No witch hunts

Ethnic profiling: Anger over terror attacks does not justify collective scapegoating.

September 14, 2001

NOTHING COULD be more destructive to the nation's spirit than indiscriminate jingoistic acts of revenge against Islamic believers in our midst, particularly people of Arab origin. Their national origin or religious beliefs do not automatically link them to terrorist activities.

This should be self-evident. Apparently, it isn't. Arab-Americans and Muslims have been targeted in sporadic incidents that cannot be allowed to continue or spread.

This nation faces a delicate dilemma. Mounting evidence points to Middle Eastern leadership in this week's unspeakable bloodshed.
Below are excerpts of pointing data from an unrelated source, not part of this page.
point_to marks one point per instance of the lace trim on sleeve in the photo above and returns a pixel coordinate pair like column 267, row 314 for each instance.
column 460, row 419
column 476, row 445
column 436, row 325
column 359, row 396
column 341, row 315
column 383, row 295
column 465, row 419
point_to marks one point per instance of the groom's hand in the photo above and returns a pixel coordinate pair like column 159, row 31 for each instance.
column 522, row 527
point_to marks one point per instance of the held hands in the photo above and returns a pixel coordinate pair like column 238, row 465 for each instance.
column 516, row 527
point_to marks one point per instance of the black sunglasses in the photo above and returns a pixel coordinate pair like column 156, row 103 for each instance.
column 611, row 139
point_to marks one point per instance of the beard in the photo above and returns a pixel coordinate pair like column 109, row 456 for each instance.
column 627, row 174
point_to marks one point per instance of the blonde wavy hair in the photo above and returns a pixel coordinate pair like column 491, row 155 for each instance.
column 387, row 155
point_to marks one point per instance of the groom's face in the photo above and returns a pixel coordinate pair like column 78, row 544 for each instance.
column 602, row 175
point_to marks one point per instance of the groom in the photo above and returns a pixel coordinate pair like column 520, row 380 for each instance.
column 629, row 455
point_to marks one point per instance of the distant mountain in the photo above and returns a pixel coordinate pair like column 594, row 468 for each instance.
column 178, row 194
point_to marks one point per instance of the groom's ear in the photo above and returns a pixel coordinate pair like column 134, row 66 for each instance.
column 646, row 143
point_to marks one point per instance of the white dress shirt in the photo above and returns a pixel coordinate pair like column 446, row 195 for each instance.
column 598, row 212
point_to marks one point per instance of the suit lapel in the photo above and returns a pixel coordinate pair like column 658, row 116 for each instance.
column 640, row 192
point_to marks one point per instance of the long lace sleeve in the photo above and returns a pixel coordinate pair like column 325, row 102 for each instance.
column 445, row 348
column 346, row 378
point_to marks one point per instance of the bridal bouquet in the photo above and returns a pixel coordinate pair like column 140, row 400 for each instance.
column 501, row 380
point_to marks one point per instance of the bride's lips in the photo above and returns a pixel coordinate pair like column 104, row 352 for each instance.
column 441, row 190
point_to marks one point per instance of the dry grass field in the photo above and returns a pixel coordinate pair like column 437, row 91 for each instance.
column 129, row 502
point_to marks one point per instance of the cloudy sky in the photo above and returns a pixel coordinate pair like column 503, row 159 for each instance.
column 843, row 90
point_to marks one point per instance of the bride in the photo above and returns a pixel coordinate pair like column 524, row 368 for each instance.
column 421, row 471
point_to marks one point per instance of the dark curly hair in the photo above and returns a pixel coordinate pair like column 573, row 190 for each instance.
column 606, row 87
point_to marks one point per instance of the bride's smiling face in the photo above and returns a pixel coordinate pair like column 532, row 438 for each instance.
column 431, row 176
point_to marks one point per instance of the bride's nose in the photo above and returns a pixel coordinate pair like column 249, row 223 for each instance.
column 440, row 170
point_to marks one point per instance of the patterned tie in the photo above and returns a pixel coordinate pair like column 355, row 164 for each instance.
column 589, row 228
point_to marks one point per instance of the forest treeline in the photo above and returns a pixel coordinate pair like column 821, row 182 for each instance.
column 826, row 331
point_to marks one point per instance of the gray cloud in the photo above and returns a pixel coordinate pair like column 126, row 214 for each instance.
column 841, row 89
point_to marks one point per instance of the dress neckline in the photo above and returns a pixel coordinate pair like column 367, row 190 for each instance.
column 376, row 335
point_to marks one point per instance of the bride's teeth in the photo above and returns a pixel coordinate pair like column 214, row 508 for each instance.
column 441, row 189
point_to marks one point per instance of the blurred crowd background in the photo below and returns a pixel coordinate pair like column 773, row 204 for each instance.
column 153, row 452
This means that the nation's intelligence agencies will work overtime to play catch-up without having the adequate language or cultural background for the job.

The probers' handicaps and scramble should not be an excuse for insensitivity. Yet the crudeness of the recent federal probe of Chinese-American scientists raises this as a very real possibility.
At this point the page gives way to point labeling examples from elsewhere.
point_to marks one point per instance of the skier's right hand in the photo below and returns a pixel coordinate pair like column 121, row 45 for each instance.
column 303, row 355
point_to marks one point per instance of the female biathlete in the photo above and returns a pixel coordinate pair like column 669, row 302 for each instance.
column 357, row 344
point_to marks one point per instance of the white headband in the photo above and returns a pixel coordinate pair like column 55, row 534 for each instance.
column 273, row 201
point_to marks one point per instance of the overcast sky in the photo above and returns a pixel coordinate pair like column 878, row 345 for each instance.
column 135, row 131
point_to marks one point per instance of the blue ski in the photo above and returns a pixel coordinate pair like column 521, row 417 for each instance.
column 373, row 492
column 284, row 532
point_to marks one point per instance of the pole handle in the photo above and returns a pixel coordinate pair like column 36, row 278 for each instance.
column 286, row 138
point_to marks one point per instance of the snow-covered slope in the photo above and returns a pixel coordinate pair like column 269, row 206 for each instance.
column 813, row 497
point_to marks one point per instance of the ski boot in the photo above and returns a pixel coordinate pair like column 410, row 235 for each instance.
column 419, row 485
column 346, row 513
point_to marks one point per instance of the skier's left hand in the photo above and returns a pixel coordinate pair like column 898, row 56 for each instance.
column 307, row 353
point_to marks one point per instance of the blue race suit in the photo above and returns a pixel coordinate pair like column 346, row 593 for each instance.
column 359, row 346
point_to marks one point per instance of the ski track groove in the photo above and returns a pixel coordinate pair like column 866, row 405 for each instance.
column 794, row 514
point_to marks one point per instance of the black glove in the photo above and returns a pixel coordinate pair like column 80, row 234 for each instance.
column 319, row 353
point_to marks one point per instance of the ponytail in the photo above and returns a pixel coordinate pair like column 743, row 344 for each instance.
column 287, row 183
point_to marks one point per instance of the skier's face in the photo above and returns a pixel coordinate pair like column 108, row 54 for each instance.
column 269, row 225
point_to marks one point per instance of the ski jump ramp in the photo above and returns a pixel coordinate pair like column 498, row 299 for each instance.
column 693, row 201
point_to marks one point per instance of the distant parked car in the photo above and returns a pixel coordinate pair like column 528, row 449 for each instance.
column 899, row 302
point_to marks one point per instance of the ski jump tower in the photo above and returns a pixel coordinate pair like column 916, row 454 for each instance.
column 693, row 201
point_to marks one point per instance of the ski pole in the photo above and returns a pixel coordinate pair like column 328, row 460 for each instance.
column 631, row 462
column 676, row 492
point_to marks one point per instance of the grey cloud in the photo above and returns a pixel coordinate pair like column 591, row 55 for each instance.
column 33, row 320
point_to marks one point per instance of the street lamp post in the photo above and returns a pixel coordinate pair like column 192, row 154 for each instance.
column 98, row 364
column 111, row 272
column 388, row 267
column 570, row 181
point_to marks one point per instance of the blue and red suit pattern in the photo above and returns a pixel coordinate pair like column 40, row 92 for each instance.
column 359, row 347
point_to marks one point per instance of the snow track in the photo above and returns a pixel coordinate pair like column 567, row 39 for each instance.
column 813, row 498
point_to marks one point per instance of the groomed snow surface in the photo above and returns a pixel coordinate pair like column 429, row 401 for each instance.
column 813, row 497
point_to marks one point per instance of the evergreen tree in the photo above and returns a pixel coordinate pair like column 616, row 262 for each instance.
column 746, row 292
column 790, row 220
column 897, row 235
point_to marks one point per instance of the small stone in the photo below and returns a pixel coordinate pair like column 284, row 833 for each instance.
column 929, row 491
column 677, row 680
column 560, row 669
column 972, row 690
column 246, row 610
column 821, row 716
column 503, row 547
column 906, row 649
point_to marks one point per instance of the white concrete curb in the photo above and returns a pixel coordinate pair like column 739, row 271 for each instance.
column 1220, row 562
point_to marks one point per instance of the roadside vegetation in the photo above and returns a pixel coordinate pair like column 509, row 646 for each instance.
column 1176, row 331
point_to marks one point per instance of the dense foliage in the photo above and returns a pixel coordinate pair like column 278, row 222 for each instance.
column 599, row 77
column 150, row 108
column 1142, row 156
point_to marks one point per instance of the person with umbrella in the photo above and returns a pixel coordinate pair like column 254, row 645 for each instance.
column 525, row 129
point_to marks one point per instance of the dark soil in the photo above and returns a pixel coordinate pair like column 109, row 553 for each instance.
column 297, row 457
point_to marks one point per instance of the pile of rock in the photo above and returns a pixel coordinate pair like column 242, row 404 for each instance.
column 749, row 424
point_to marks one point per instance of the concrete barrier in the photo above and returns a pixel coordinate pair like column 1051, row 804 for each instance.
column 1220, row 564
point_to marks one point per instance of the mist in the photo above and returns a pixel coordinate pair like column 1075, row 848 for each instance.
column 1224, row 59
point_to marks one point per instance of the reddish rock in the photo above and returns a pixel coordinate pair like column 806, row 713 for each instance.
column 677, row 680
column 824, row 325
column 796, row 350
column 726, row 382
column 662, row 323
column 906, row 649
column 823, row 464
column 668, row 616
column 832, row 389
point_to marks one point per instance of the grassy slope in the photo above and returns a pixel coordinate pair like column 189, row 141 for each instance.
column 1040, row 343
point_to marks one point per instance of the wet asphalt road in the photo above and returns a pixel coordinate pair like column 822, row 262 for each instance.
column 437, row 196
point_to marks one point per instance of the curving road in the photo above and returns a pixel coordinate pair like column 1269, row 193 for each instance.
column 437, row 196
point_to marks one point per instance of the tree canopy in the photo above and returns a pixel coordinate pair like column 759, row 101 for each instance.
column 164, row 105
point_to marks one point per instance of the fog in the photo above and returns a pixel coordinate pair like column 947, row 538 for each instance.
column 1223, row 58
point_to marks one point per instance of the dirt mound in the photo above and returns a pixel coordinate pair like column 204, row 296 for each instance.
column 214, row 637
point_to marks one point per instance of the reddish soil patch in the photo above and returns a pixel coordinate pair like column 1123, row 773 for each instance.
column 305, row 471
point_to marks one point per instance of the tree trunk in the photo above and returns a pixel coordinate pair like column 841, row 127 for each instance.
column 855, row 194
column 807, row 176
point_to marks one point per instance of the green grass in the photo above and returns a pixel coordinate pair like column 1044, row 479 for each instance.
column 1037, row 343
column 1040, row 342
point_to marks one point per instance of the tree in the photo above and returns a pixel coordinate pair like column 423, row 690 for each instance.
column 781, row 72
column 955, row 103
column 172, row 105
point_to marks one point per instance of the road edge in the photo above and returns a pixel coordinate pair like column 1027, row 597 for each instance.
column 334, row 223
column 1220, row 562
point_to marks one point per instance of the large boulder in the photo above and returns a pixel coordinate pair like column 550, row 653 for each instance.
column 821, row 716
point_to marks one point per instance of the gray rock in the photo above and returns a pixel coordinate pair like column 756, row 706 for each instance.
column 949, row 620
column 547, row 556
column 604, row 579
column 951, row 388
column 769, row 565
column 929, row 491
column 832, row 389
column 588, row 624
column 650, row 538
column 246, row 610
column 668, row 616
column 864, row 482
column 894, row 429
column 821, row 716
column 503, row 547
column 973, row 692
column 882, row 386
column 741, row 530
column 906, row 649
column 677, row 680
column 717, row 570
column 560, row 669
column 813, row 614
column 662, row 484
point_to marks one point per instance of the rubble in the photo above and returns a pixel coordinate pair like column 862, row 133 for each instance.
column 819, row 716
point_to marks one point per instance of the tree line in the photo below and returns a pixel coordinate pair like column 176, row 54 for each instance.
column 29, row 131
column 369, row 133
Maryland is multicultural. This diversity gives us strength, although many in our state have limited understanding of the nuances of various religions or ethnicities.
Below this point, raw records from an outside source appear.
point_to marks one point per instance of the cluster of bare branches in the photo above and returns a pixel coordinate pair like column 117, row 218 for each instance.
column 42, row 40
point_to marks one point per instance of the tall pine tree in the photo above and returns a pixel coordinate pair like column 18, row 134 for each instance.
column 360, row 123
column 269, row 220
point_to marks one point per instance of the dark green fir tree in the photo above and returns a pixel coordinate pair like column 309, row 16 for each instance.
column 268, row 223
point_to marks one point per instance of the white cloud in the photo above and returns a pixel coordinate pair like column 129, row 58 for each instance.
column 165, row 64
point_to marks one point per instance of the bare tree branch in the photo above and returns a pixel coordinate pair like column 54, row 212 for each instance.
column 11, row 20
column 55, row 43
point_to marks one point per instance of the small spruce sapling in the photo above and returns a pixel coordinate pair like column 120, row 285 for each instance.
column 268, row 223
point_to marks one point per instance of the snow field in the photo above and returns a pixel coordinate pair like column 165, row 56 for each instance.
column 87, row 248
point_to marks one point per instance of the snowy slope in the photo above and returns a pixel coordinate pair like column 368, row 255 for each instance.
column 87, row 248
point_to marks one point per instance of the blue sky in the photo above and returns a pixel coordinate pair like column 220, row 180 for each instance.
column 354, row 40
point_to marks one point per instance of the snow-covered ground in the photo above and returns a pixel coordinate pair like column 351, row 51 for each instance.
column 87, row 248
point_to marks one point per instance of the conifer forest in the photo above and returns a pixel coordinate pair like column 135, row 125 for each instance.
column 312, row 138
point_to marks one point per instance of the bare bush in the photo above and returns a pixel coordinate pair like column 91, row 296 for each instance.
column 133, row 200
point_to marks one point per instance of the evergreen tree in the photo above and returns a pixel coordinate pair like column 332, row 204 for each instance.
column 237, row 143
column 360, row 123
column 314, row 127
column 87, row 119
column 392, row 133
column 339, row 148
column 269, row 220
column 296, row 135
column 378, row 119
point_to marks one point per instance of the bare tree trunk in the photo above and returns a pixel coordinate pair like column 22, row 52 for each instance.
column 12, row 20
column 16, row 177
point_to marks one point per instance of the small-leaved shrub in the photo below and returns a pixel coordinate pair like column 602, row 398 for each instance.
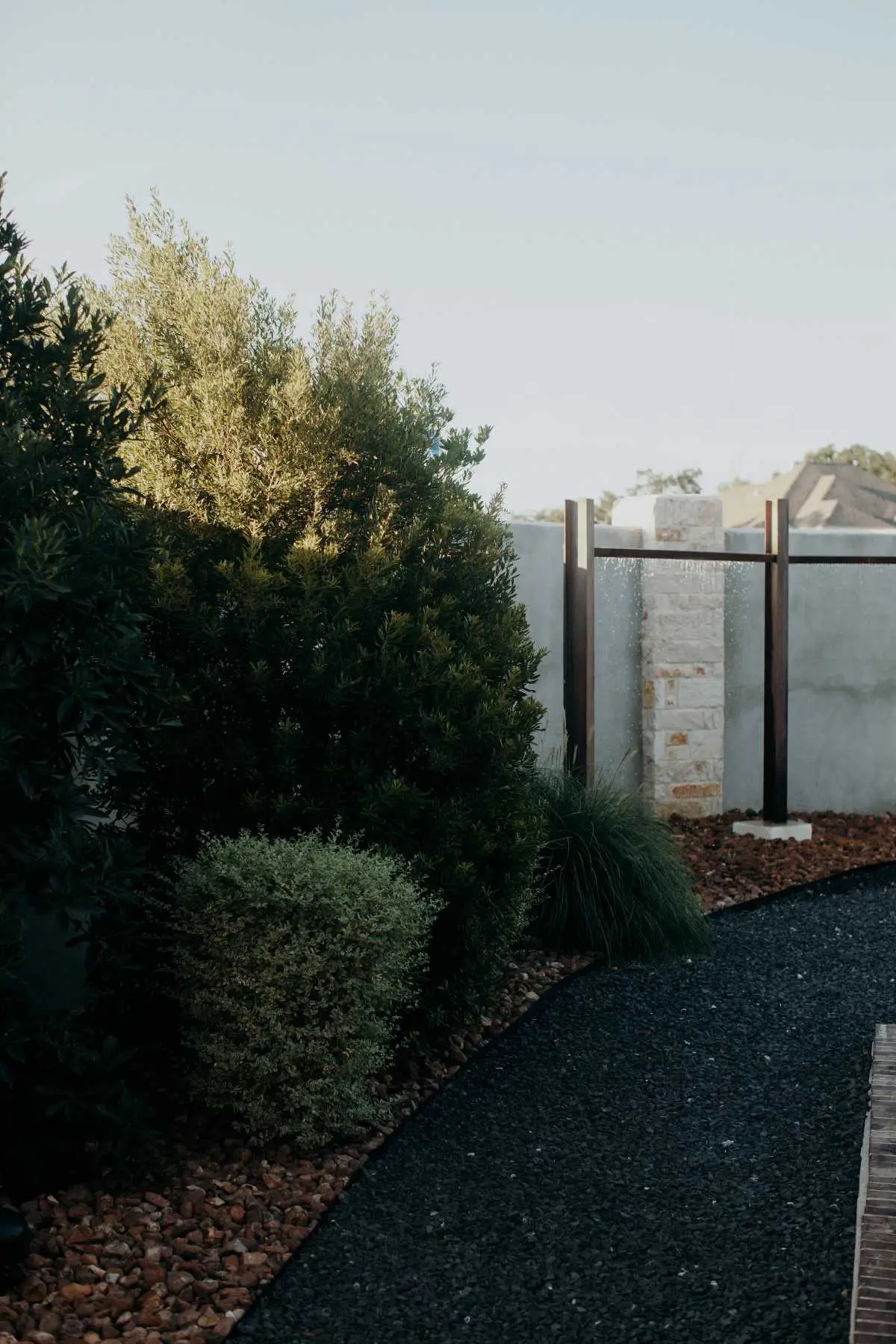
column 613, row 880
column 293, row 960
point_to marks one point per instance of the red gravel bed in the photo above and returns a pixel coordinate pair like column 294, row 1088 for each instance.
column 183, row 1263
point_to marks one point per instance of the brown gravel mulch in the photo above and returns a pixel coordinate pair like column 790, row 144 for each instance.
column 183, row 1263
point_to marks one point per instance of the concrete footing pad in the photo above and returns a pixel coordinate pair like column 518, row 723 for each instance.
column 774, row 831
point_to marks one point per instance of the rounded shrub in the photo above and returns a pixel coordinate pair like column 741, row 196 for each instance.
column 292, row 961
column 336, row 605
column 612, row 878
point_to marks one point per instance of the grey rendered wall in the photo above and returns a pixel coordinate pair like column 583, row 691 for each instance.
column 617, row 653
column 842, row 665
column 842, row 675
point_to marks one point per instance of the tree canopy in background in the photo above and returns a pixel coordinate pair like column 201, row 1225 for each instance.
column 687, row 483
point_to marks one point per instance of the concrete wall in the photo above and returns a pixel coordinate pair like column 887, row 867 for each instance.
column 841, row 710
column 842, row 663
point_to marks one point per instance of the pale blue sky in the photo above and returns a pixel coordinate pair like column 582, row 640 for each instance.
column 632, row 235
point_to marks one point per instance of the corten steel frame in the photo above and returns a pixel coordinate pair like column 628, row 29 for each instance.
column 578, row 638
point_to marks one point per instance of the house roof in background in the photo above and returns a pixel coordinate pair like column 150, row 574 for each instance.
column 820, row 495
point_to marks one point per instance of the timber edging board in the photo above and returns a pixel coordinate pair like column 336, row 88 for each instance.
column 874, row 1304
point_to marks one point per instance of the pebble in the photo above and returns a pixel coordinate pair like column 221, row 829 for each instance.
column 218, row 1233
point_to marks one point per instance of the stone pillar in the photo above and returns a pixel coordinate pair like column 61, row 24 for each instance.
column 682, row 658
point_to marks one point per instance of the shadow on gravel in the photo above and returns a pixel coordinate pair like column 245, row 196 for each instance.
column 656, row 1152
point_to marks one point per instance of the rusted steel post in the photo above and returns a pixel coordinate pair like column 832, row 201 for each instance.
column 774, row 796
column 578, row 638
Our academic institutions attract hundreds of foreign students and scholars. Some are savvy and knowledgeable about our way of life; others are bewildered by the size and seeming confusion of the United States or Americans' ignorance about foreign countries.

Students from Muslim countries, in particular, are often vocal in their criticism of U.S. policies and actions in the Middle East. At a time like this, some of their perspectives and views may seem shocking or unreasonable. That does not automatically make them terrorist sympathizers.

However, nothing will turn them more quickly into lasting, embittered anti-Americans than indiscriminate and unfair branding. It would only confirm their worst stereotypes about the United States and Americans.